Referring to Fig. 1, it is the search equipment schematic diagram according to one embodiment of the invention.The search equipment can include Interactive interface 102, converter 104, searcher 106, show interface 108, index constructor 110 and vertical search information bank 112。
Interactive interface 102 is to search between equipment and user to be used for the interface for carrying out information exchange, such as obtains user defeated The keyword entered.General each vertical search has oneself corresponding interactive interface 102, every pass inputted in the interactive interface Keyword, that is, be considered as to need to carry out information search in corresponding vertical field.Common vertical search field have field of play, Air ticket field, shopping area etc., after user inputs some keywords in the interactive interface 102 of field of play, subsequently will Corresponding result is searched for for user in the information bank in this vertical field of playing, and then user inputs in the interactive interface 102 Keyword, vertical search keyword can be referred to as.
The keyword species for user's input that interactive interface 102 is received is a lot, may include Chinese written language form, than The Chinese written language included in such as " pneumothorax ", " star ", keyword is probably a Chinese character, it is also possible to which two or more Chinese character is constituted Word, the embodiment of the present invention is collectively termed as Chinese written language;May also be comprising Chinese phonetic alphabet form, such as " qixiong ", " xingji " etc., it is also possible to have other forms.In embodiments of the present invention, spelled primarily directed to Chinese written language form or Chinese The keyword of sound form carries out innovative processing.Introduced respectively below for both of these case.
The first, if the vertical search keyword that interactive interface 102 is received includes Chinese written language, then follow-up place Reason is as follows:
First, the Chinese written language in keyword is supplied to converter 104 by interactive interface 102.Converter 104 is by the Chinese Text conversion is the related Chinese phonetic alphabet.In transfer process, there are a variety of specific implementations.Such as, converter 104 can include Direct modular converter 1042, optionally, can also include fuzzy phoneme modular converter 1044.

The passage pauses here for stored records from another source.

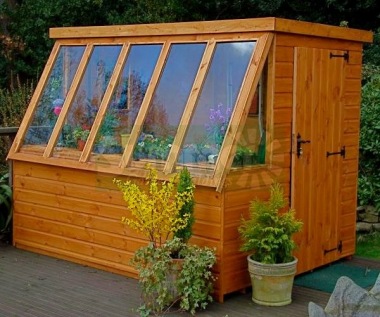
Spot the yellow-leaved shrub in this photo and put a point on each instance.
(155, 211)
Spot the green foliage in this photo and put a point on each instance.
(81, 134)
(368, 245)
(164, 284)
(5, 204)
(13, 104)
(369, 162)
(268, 232)
(185, 183)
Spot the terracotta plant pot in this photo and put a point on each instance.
(272, 284)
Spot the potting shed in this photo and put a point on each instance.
(241, 103)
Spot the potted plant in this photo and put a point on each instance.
(158, 213)
(268, 232)
(80, 134)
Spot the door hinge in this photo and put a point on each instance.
(339, 248)
(342, 152)
(346, 55)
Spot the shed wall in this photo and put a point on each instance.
(243, 186)
(76, 215)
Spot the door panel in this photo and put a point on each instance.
(316, 177)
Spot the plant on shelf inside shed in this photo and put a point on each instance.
(163, 213)
(268, 232)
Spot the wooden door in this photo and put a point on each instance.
(317, 154)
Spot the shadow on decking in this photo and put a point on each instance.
(38, 285)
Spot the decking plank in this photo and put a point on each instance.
(36, 285)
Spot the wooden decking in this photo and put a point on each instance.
(37, 285)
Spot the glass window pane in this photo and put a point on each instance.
(251, 145)
(88, 97)
(169, 101)
(127, 99)
(216, 102)
(53, 95)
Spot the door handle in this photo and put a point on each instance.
(300, 141)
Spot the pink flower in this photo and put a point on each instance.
(57, 110)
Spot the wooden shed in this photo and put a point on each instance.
(241, 103)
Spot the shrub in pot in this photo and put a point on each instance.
(268, 233)
(159, 213)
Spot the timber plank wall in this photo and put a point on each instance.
(245, 186)
(76, 215)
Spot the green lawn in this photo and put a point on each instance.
(368, 246)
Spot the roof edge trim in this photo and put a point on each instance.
(269, 24)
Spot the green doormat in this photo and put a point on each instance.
(324, 279)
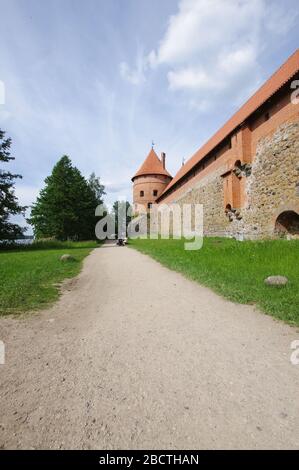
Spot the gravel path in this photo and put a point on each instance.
(136, 356)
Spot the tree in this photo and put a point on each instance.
(97, 187)
(122, 209)
(8, 201)
(65, 207)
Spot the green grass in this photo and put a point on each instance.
(29, 274)
(237, 270)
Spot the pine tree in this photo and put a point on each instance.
(8, 201)
(65, 207)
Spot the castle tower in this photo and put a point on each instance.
(150, 180)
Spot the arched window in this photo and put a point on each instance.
(287, 223)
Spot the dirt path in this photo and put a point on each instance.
(135, 356)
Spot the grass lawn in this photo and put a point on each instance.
(29, 274)
(237, 270)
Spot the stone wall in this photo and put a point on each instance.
(270, 189)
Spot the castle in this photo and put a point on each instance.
(247, 175)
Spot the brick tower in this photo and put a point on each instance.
(150, 180)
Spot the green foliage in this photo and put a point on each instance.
(30, 274)
(237, 270)
(65, 207)
(8, 201)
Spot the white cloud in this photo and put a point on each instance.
(213, 47)
(135, 75)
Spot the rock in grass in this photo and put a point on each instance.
(65, 258)
(276, 281)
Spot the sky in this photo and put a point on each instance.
(100, 80)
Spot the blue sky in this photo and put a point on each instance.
(98, 80)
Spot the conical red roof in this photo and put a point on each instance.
(152, 165)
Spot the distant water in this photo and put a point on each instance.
(19, 241)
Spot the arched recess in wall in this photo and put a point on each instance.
(287, 223)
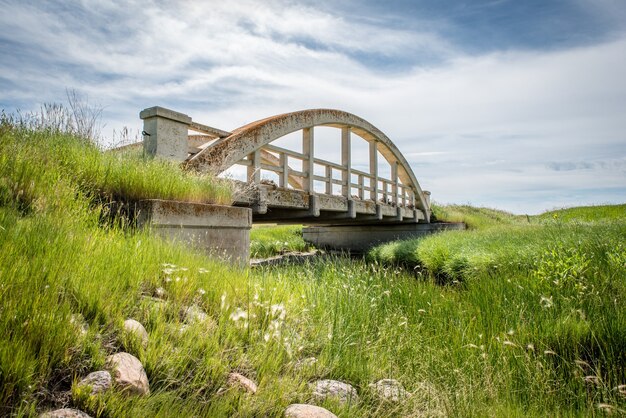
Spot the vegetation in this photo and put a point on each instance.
(542, 336)
(268, 241)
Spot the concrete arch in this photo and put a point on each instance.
(251, 137)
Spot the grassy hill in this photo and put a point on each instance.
(513, 318)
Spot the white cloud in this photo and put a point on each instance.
(487, 129)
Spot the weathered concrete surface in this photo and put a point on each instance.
(277, 204)
(244, 141)
(223, 231)
(360, 238)
(165, 133)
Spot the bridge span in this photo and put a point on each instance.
(309, 189)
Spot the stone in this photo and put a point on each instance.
(65, 413)
(194, 313)
(98, 381)
(299, 410)
(135, 328)
(240, 381)
(389, 390)
(343, 392)
(128, 373)
(306, 363)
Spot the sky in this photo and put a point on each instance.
(511, 104)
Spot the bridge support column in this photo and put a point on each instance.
(165, 133)
(360, 238)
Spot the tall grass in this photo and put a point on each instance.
(546, 338)
(267, 241)
(33, 161)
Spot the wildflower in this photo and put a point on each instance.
(546, 302)
(238, 314)
(278, 310)
(594, 380)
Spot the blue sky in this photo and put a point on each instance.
(519, 105)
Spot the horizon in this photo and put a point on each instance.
(496, 104)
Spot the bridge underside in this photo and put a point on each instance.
(272, 204)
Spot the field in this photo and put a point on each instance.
(520, 316)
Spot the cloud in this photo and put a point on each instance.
(504, 128)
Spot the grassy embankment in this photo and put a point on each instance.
(270, 240)
(541, 337)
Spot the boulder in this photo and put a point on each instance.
(64, 413)
(194, 313)
(299, 410)
(128, 373)
(236, 380)
(389, 390)
(343, 392)
(98, 381)
(135, 328)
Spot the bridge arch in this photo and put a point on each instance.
(248, 139)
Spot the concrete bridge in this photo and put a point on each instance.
(359, 208)
(364, 197)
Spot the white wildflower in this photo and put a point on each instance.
(546, 302)
(238, 314)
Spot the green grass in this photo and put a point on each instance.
(268, 241)
(33, 161)
(537, 331)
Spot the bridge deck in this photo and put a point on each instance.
(280, 205)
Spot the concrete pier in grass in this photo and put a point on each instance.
(222, 231)
(360, 238)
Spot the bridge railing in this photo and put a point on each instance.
(368, 185)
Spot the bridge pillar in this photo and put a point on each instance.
(165, 133)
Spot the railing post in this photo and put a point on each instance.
(329, 180)
(346, 162)
(308, 166)
(394, 182)
(374, 171)
(361, 186)
(283, 180)
(165, 133)
(254, 169)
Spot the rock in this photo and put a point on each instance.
(194, 313)
(135, 328)
(64, 413)
(305, 363)
(299, 410)
(389, 390)
(128, 373)
(98, 381)
(240, 381)
(343, 392)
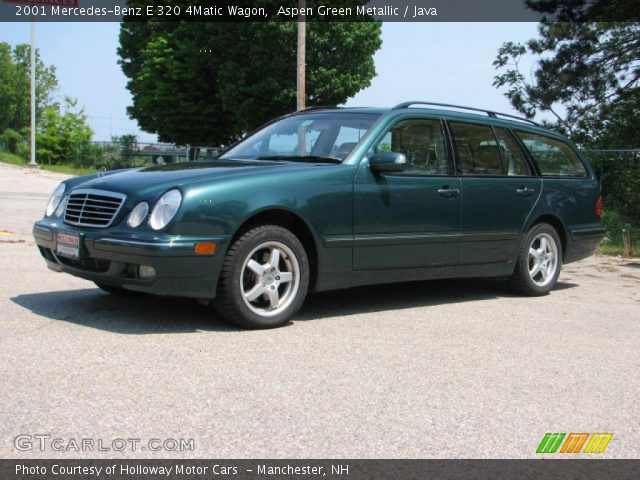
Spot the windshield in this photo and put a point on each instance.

Specifically, direct modular converter 1042 is according to the corresponding relation between Chinese written language and the Chinese phonetic alphabet, and in advance Participle, the permutation and combination method put, some related Chinese phonetic alphabet are converted to by Chinese written language.Chinese written language and the Chinese phonetic alphabet it Between be that such as Chinese written language " seven is male " corresponding Chinese phonetic alphabet is exactly " qixiong ", Chinese language in the presence of fixed corresponding relation The corresponding Chinese phonetic alphabet of word " gas " is exactly " qi " etc., therefore, it can directly correspond to according to Chinese written language and the Chinese phonetic alphabet and closes System, is converted to the corresponding Chinese phonetic alphabet by the Chinese written language in keyword, such as is converted to keyword " pneumothorax contention for hegemony " “qixiongzhengba”。
It should be noted that if the keyword of user's input is multiple Chinese characters, then in order to more accurately scan for, Chinese written language in keyword can also be converted to by multiple related Chinese phonetic alphabet according to preset participle mode.The side of participle Formula can have many kinds, still by taking the keyword of foregoing " pneumothorax contention for hegemony " as an example, such as can once be divided with each Chinese character Word, such as cutting are " qi " " xiong " " Zheng " " ba ";Can also each two Chinese character carry out a participle, such as cutting is “qixiong”“zhengba”;Can also laddering participle from front to back, such as cutting is " qi " " qixiong " “qixiongzheng”“qixiongzhengba”;Can also laddering participle from back to front in turn, such as cutting is " ba " “zhengba”“xiongzhengba”“qixiongzhegnba”.If in addition, it is also desirable that obtaining more preferable, more full search knot Really, the word after cutting can also be carried out to various permutation and combination, such as permutation and combination goes out " qizheng " " qiba " " xiongba " again Etc..The multiple Chinese phonetic alphabet formed after above-mentioned participle or permutation and combination, can be the Chinese written languages directly to " pneumothorax contention for hegemony " Participle and/or permutation and combination are first carried out, each Chinese written language is then converted into the corresponding Chinese phonetic alphabet again;Can also be first by " gas Chest is contended for hegemony " " qixiongzhengba " is converted to, participle and/or permutation and combination then are carried out to " qixiongzhengba " again.
Except it is listed above go out participle, in addition to permutation and combination method, also have many kinds, it is impossible to limit.Either include , or it is unrequited go out various participles, permutation and combination method can be used alone, can also arbitrarily various ways combine one Rise, the keyword for the Chinese written language form that user is inputted is converted to multiple related Chinese phonetic alphabet.In a word, participle mode, row Row combination, can according to the actual requirements, search equipment operational capability depending on, the embodiment of the present invention is not limited to this System.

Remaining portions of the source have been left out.